Nitric oxide synthase inhibition alters cerebral blood flow and oxygen balance in focal cerebral ischemia in rats.

Abstract

This study investigated whether the nitric oxide synthase inhibitor NG-nitro-L-arginine-methyl ester (L-NAME) would alter blood flow and oxygen balance in the ischemic cerebrocortex of isoflurane-anesthetized Long-Evans rats. Fifteen minutes after middle cerebral artery occlusion, L-NAME (1.5 mg/min per kilogram) was infused intravenously to the L-NAME group (n = 14), and normal saline was given to the control group (n = 14) for 45 minutes. In each group, regional cerebral blood flow was determined with [14C]iodoantipyrine, and arterial and venous oxygen saturations were determined by microspectrophotometry.
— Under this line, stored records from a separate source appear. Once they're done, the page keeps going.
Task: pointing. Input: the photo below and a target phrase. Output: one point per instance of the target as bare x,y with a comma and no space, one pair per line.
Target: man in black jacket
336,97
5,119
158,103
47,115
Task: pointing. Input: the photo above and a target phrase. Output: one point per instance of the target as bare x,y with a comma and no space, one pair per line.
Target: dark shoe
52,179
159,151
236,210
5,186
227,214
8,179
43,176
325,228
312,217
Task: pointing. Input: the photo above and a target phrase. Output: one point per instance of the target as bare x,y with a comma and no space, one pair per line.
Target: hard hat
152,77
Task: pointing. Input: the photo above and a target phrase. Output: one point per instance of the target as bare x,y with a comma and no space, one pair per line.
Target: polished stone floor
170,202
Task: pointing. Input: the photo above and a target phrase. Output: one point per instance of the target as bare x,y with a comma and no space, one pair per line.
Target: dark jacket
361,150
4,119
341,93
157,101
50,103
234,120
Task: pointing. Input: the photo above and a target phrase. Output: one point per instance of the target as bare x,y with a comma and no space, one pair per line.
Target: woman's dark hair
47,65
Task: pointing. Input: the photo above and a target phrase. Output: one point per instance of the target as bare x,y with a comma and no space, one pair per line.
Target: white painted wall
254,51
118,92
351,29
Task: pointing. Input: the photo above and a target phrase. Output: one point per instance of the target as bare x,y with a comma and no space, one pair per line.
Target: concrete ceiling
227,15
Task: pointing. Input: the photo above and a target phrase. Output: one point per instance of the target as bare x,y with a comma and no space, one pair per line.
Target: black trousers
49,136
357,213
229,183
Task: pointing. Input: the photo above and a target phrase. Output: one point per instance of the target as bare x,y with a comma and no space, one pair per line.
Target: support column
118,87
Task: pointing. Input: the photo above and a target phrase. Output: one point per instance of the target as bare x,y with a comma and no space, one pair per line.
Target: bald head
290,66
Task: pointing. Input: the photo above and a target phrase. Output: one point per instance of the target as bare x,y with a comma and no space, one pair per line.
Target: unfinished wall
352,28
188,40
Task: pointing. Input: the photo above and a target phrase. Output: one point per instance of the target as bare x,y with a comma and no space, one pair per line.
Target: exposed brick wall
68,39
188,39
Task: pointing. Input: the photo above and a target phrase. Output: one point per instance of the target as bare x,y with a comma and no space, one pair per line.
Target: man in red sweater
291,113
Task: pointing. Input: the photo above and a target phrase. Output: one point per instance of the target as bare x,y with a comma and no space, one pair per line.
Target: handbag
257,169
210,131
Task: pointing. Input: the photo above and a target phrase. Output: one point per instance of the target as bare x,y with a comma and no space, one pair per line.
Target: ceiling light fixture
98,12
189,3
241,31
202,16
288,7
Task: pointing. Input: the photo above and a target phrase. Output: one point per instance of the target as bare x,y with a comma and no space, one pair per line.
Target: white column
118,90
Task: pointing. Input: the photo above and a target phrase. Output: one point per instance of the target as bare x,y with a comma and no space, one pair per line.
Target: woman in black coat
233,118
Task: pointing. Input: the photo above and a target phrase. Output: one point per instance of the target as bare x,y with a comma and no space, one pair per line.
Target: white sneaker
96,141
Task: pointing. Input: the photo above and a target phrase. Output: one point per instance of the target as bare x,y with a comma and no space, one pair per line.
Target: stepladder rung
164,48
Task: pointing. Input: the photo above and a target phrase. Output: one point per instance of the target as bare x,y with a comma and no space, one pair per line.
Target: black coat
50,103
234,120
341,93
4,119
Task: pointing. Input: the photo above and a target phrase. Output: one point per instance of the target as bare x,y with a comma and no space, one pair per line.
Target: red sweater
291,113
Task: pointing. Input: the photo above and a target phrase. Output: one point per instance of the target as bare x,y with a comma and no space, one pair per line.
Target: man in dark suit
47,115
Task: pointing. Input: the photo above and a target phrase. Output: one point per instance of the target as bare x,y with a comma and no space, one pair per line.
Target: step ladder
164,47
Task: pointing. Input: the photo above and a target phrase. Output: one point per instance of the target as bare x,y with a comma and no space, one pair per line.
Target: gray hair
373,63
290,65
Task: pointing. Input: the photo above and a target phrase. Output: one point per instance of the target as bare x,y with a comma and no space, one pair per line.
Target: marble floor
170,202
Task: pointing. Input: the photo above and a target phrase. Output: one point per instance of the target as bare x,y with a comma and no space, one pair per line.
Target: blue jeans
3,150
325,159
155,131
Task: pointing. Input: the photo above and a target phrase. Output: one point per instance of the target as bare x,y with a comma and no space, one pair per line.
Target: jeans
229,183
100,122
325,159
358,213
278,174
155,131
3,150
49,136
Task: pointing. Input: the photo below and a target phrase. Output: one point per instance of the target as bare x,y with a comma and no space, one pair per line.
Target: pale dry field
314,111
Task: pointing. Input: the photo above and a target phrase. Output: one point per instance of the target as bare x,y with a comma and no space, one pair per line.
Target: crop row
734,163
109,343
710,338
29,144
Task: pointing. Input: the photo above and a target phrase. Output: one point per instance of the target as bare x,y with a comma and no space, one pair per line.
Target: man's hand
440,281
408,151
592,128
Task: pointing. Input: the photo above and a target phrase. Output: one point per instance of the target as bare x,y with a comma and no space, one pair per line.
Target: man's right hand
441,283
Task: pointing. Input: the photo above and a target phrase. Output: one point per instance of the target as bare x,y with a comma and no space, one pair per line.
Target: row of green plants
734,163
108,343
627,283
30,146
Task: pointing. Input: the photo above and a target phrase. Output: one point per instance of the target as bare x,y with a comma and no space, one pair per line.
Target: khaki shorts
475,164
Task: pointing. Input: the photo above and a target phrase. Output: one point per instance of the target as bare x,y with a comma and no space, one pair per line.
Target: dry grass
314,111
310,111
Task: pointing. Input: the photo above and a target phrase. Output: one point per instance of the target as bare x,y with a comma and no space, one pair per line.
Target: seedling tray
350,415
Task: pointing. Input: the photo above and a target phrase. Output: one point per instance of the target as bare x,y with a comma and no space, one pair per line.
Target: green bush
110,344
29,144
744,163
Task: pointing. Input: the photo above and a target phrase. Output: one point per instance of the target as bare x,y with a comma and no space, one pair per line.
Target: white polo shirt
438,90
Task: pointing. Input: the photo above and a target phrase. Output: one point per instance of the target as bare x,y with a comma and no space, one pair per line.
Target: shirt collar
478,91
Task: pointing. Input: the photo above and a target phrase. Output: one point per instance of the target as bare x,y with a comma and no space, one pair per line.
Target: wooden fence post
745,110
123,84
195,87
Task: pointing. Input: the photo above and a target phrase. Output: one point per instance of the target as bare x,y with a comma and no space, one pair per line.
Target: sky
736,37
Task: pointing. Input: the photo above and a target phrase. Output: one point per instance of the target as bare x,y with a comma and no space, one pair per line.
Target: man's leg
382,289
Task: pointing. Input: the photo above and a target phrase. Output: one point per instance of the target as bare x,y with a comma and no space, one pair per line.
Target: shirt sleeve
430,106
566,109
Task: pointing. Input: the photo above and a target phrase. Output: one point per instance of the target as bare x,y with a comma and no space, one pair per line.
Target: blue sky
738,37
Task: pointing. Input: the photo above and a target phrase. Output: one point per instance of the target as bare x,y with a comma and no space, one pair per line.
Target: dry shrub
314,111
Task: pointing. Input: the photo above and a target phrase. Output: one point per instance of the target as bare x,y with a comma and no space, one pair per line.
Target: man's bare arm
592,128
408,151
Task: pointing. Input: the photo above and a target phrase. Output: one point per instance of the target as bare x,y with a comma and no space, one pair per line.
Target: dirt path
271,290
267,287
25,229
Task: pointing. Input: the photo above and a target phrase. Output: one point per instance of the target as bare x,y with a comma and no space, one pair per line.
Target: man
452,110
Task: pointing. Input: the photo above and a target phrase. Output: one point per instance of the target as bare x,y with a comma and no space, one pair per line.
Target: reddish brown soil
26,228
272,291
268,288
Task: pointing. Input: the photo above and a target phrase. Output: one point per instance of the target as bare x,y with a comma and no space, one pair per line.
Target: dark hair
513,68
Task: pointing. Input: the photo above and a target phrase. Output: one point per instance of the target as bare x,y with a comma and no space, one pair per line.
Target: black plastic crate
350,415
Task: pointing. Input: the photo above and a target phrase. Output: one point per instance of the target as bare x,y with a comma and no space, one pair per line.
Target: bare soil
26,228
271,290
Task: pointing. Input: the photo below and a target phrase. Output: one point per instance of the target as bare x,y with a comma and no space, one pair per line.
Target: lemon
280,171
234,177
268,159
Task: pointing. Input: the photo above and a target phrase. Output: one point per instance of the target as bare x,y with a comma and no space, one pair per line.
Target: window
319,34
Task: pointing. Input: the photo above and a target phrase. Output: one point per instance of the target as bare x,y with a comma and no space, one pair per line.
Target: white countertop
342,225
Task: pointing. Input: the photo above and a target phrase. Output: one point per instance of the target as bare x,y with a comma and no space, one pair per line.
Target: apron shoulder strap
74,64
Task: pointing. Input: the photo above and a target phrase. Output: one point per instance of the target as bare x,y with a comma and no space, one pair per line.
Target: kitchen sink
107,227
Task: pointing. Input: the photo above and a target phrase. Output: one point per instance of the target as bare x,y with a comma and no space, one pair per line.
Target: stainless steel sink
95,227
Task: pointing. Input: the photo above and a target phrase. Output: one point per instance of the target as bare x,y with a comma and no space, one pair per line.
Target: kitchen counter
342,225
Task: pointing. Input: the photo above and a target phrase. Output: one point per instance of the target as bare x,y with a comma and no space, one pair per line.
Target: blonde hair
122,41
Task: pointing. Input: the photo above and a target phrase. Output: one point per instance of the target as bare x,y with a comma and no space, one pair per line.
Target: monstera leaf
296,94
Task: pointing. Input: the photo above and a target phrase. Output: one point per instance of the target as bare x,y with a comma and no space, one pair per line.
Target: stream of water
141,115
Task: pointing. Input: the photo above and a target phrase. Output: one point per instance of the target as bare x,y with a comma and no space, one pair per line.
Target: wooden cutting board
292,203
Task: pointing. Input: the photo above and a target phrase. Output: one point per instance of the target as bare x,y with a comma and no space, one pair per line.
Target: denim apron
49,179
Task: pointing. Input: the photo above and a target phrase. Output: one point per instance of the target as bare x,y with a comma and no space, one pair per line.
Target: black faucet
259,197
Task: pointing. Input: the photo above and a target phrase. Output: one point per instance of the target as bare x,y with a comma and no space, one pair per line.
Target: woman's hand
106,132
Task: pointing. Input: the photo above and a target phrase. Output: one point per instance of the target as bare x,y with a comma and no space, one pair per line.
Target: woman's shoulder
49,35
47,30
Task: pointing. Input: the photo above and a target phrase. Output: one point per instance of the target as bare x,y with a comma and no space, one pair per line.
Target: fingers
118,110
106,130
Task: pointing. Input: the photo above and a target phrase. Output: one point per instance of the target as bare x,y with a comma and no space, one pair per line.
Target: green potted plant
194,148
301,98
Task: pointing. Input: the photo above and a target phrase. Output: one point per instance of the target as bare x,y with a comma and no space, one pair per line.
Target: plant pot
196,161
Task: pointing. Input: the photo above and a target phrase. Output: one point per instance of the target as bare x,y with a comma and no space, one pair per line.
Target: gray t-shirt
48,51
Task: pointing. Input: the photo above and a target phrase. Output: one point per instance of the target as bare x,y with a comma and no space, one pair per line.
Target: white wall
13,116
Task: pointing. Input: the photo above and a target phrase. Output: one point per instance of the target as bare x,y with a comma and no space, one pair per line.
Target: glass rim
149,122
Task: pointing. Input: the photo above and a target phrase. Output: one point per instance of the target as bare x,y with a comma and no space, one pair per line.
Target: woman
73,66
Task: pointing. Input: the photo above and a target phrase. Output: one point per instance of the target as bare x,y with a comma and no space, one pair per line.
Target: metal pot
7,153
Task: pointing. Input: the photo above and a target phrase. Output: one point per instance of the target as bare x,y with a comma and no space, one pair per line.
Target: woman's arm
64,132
In both groups regional cerebral blood flow of the ischemic cortex was significantly lower than that of the contralateral cortex ([mean +/- SD] 55 +/- 13 versus 110 +/- 29 mL/min per 100 g in the control group and 35 +/- 13 versus 90 +/- 24 mL/min per 100 g in the L-NAME group). Compared with the blood flow in the ischemic cortex of the control group, L-NAME significantly reduced ischemic blood flow by 36%. Venous oxygen saturation was significantly increased in the ischemic cortex (41 +/- 1% versus 44 +/- 3%) but decreased in the contralateral cortex (65 +/- 3% versus 61 +/- 4%) by L-NAME. Calculated ischemic cortical oxygen consumption in the L-NAME group was 39% lower than that in the corresponding control group, whereas the difference was only 11% in the contralateral sides between groups. In both groups, the ratio of oxygen supply to consumption was lower in the ischemic than in the nonischemic regions. In the ischemic cortex, this ratio was significantly lower in the control group than in the L-NAME group (1.7 +/- 0.1 versus 1.9 +/- 0.1). In contrast, the ratio tended to be decreased by L-NAME in nonischemic regions. These observations suggest that despite a decrease in cerebral blood flow, inhibition of nitric oxide synthesis mildly improves the oxygen supply and consumption balance in the ischemic cortex.